7 de setembro de 2011

Comentário do conto "Uma esplanada sobre o mar".


O conto, Uma esplanada sobre o mar, é um dos melhores e mais poéticos de Virgílio Ferreira e, também, um dos que mais se abrem a uma reflexão acerca do eterno drama da incomunicabilidade humana. No caso específico deste conto, tal problema tem a sua gênese nas diferenças fundamentais na forma como cada um dos dois únicos personagens, um casal de namorados, encara a realidade, a vida, o que tem e o que não tem importância e, principalmente, na forma como cada um percebe as coisas que o rodeiam.
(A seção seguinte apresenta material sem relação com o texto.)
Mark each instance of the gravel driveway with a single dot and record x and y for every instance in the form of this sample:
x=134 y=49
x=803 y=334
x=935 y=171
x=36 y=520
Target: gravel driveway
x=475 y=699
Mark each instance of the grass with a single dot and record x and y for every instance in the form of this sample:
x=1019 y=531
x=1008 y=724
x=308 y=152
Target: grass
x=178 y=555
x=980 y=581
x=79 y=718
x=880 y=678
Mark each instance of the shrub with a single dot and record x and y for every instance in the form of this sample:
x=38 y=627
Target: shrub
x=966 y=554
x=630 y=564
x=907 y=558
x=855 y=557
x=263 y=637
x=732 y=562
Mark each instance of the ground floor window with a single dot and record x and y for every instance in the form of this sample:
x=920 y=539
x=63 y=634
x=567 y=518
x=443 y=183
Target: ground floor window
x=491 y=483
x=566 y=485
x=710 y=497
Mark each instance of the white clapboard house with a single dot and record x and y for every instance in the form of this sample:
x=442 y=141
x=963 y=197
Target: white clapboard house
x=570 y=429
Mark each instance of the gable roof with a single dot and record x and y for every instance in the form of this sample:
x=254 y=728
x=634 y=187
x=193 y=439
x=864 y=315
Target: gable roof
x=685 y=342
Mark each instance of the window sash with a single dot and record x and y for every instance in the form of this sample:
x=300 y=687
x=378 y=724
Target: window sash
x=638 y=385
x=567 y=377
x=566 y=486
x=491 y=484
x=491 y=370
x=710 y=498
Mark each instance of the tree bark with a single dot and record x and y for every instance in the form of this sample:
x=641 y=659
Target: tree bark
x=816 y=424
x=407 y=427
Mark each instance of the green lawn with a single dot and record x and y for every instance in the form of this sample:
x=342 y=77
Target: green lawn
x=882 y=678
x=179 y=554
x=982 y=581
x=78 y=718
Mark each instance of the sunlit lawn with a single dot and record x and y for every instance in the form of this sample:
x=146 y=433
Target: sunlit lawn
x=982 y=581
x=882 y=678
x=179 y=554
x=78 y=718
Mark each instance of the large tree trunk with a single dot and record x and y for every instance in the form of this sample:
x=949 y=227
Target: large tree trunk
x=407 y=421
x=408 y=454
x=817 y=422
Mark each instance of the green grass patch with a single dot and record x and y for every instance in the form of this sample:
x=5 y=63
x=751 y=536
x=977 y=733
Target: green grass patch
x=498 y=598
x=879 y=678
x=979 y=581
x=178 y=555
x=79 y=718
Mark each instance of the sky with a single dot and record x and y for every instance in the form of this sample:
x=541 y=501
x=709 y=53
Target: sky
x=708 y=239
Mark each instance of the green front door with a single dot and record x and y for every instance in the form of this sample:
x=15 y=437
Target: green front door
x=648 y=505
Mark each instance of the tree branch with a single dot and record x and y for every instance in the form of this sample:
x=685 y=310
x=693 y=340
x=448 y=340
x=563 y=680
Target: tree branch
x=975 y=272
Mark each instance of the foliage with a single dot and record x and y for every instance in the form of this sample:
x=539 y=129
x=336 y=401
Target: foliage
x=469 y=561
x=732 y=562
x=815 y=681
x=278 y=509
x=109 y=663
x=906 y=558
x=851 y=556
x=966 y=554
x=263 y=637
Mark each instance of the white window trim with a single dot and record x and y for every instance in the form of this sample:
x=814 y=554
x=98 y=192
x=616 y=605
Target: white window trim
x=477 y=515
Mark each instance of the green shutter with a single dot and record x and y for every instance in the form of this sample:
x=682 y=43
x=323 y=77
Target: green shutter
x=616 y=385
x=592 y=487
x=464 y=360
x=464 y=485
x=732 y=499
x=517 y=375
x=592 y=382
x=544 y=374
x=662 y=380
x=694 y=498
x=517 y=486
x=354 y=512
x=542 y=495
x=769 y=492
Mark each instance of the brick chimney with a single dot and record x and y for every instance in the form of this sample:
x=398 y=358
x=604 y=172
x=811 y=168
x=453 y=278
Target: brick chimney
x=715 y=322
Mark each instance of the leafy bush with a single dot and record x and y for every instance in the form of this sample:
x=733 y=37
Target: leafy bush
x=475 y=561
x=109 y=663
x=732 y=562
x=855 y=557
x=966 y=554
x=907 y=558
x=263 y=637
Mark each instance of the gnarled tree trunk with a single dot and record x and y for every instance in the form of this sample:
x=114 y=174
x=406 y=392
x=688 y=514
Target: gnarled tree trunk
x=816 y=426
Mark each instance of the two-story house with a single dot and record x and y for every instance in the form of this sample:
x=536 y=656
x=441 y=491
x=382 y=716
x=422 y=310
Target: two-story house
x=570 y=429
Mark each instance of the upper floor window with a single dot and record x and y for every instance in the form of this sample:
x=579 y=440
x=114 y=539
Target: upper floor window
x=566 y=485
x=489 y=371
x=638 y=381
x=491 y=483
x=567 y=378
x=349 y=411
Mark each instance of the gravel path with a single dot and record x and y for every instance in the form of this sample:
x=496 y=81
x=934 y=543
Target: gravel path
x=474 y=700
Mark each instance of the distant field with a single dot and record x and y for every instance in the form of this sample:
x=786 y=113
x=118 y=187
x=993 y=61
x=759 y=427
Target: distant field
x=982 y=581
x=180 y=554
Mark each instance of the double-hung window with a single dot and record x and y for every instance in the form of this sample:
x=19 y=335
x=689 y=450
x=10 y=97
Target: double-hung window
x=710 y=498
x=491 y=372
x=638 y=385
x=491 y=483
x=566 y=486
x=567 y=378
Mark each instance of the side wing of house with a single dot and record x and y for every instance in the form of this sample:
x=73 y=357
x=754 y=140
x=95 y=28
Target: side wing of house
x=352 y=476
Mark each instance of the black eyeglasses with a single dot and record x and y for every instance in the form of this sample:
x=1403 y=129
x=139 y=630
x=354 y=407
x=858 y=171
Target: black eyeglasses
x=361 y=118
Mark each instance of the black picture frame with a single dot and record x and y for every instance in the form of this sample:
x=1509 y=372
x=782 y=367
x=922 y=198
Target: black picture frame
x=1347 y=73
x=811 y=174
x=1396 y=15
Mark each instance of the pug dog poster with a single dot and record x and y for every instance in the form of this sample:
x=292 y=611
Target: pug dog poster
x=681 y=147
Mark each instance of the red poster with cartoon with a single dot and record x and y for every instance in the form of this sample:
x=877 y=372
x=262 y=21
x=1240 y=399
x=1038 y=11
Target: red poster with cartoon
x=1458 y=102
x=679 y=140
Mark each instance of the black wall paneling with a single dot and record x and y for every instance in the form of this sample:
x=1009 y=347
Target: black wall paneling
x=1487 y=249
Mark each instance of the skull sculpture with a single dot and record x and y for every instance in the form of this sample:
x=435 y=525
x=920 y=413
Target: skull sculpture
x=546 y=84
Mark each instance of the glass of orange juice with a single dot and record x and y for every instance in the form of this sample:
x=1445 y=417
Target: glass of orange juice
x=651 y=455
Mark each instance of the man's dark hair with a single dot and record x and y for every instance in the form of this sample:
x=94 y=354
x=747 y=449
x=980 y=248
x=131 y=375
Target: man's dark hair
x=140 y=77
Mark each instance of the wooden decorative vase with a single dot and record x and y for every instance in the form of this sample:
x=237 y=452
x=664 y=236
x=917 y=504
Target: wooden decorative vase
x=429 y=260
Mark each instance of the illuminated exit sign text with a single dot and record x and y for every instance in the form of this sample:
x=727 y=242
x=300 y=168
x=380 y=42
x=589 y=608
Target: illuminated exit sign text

A incomunicabilidade entre o rapaz e a moça, que tentam se entender, é evidenciada pela dificuldade em sustentarem um diálogo, dificultado pelas diferenças fundamentais que caracterizam a natureza de cada um e, consequentemente, levam-nos a falarem uma linguagem em tudo oposta a do outro.
Ela é superficial e tem uma percepção limitada, não aprendeu a “VER”, com “olhos de ver”, apenas “olha” o mundo que a rodeia, com um olhar que não ultrapassa a realidade imediata. Ele tem uma percepção abrangente e profunda que o torna capaz de “VER” bem além do se consegue com um simples “olhar”, distinguindo os dois planos da realidade – a objetiva e a subjetiva-, ultrapassando o meramente visível. Assim, no conto, é bem significativa a dicotomia olhar/ver, dois verbos que, apesar de indicarem ações semelhantes, têm significados distintos.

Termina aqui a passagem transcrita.